Inspect your floor. If your floor is experiencing damage only in certain places, you will find that simply taking care of those spots or replacing the wood would be adequate. In many cases, though, homeowners wish to create a unified look and thus will take care of the whole floor.
Put on safety goggles and gloves. This is a demanding physical process, and you want to look after your body.
Close all the ventilation ducts in that part of your house. This process will involve kicking up a lot of dust and particles, so make sure that it does not get introduced to other parts of your home through the ventilation system.
Sand your floor with the drum sander. Depending on the condition of your floor, you will likely be starting with a 20-, 40-, or 60-grit sandpaper and then going down to a 120-grit sandpaper as the floor starts to even out and show its original grain.

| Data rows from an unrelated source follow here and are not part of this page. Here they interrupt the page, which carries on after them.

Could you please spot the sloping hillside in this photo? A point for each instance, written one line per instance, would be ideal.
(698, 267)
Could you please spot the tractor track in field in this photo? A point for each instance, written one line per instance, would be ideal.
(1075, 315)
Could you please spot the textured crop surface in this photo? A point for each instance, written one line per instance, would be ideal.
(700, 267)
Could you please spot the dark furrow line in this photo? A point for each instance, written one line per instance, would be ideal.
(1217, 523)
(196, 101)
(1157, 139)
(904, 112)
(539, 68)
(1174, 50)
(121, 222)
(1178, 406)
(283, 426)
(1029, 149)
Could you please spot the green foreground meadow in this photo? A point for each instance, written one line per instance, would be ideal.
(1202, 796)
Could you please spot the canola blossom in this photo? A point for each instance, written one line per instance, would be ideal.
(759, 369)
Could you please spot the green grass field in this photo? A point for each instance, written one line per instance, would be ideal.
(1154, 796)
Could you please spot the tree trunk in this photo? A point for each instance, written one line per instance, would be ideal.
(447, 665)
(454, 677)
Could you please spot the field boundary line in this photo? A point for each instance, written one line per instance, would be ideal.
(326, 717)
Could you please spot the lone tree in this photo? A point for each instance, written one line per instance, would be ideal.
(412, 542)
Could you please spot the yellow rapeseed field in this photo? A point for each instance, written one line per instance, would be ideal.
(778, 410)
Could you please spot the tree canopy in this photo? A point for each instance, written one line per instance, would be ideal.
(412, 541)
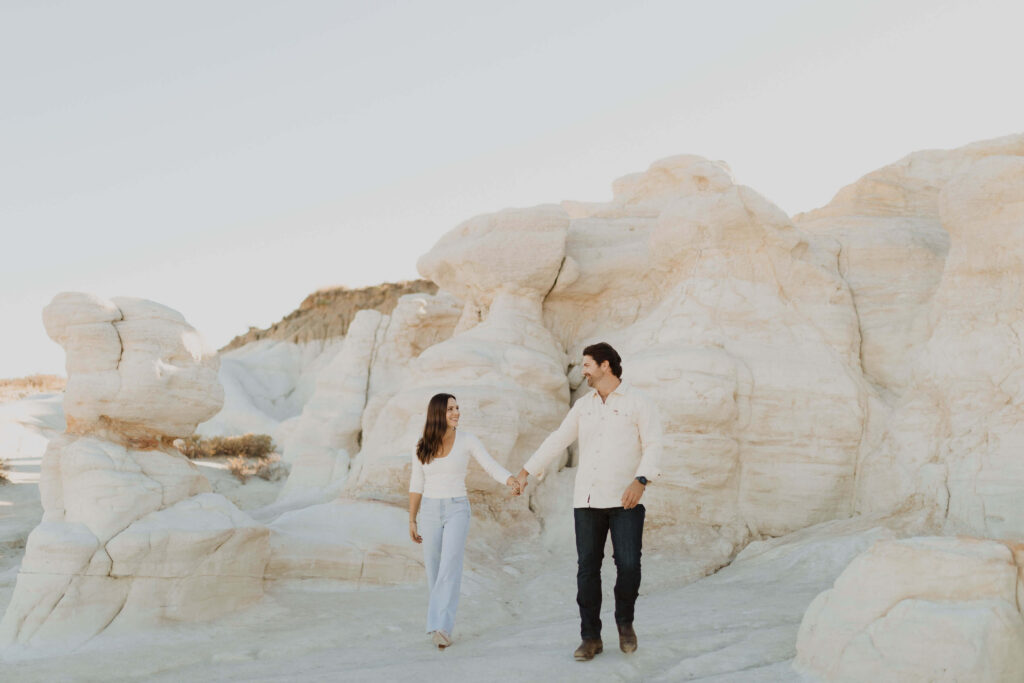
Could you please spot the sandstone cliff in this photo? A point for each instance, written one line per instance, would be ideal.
(328, 312)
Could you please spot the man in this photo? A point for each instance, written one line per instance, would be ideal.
(620, 445)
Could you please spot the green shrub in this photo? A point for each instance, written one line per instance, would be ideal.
(269, 469)
(247, 445)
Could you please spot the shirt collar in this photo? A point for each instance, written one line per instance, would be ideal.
(622, 390)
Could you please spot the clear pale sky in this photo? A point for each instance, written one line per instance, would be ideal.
(228, 158)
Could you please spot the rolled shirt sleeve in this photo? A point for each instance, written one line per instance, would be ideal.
(556, 443)
(651, 436)
(486, 461)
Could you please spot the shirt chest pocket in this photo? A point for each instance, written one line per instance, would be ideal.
(622, 420)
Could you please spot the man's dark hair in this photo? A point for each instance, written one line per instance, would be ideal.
(602, 351)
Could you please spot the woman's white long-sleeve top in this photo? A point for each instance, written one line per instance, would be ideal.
(445, 477)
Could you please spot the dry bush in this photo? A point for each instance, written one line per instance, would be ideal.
(247, 445)
(17, 388)
(269, 469)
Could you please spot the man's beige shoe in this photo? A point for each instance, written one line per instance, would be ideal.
(441, 639)
(627, 638)
(588, 648)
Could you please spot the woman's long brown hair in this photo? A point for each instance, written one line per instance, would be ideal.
(433, 428)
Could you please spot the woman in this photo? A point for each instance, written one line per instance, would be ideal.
(439, 481)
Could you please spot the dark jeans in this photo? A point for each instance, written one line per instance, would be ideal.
(592, 526)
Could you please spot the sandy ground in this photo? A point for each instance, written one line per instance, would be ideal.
(517, 620)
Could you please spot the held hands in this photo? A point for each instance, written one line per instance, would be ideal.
(513, 483)
(631, 497)
(521, 478)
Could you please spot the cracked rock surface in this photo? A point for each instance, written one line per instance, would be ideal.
(130, 535)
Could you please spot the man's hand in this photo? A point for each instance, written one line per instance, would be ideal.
(523, 474)
(632, 495)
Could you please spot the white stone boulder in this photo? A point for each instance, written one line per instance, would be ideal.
(350, 390)
(130, 535)
(954, 437)
(893, 250)
(739, 328)
(930, 608)
(503, 365)
(135, 368)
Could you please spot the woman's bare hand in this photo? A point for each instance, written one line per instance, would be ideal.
(513, 483)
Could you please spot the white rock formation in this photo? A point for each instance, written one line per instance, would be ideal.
(363, 543)
(266, 385)
(372, 361)
(739, 328)
(128, 535)
(503, 365)
(894, 248)
(920, 609)
(953, 441)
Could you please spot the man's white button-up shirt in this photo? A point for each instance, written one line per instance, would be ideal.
(620, 439)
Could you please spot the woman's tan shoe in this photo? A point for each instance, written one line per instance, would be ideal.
(627, 638)
(588, 648)
(441, 639)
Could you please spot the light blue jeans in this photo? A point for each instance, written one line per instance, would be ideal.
(443, 524)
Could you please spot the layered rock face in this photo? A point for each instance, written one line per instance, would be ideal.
(893, 251)
(351, 388)
(954, 439)
(129, 535)
(920, 609)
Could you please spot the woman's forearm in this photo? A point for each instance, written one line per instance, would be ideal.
(414, 505)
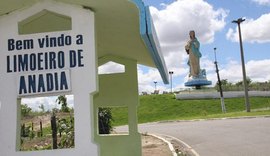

Clean the floor. Start with the broom, which will allow you to pick up any larger sediment, then use a vacuum cleaner to get the rest of the sediment. Use a tack cloth to pick up any leftover dust or debris.
Stain the wood. You can usually apply the wood stain with a clean cloth. Rub it firmly into the newly sanded, cleaned floor. Read and carefully follow the instructions for your wood stain.
Allow the wood stain to dry thoroughly.
Seal your floor with a wood floor sealant. You can choose between modern options like oil modified urethane, moisture cured urethane or water-based urethane, or you can choose something traditional, like shellac.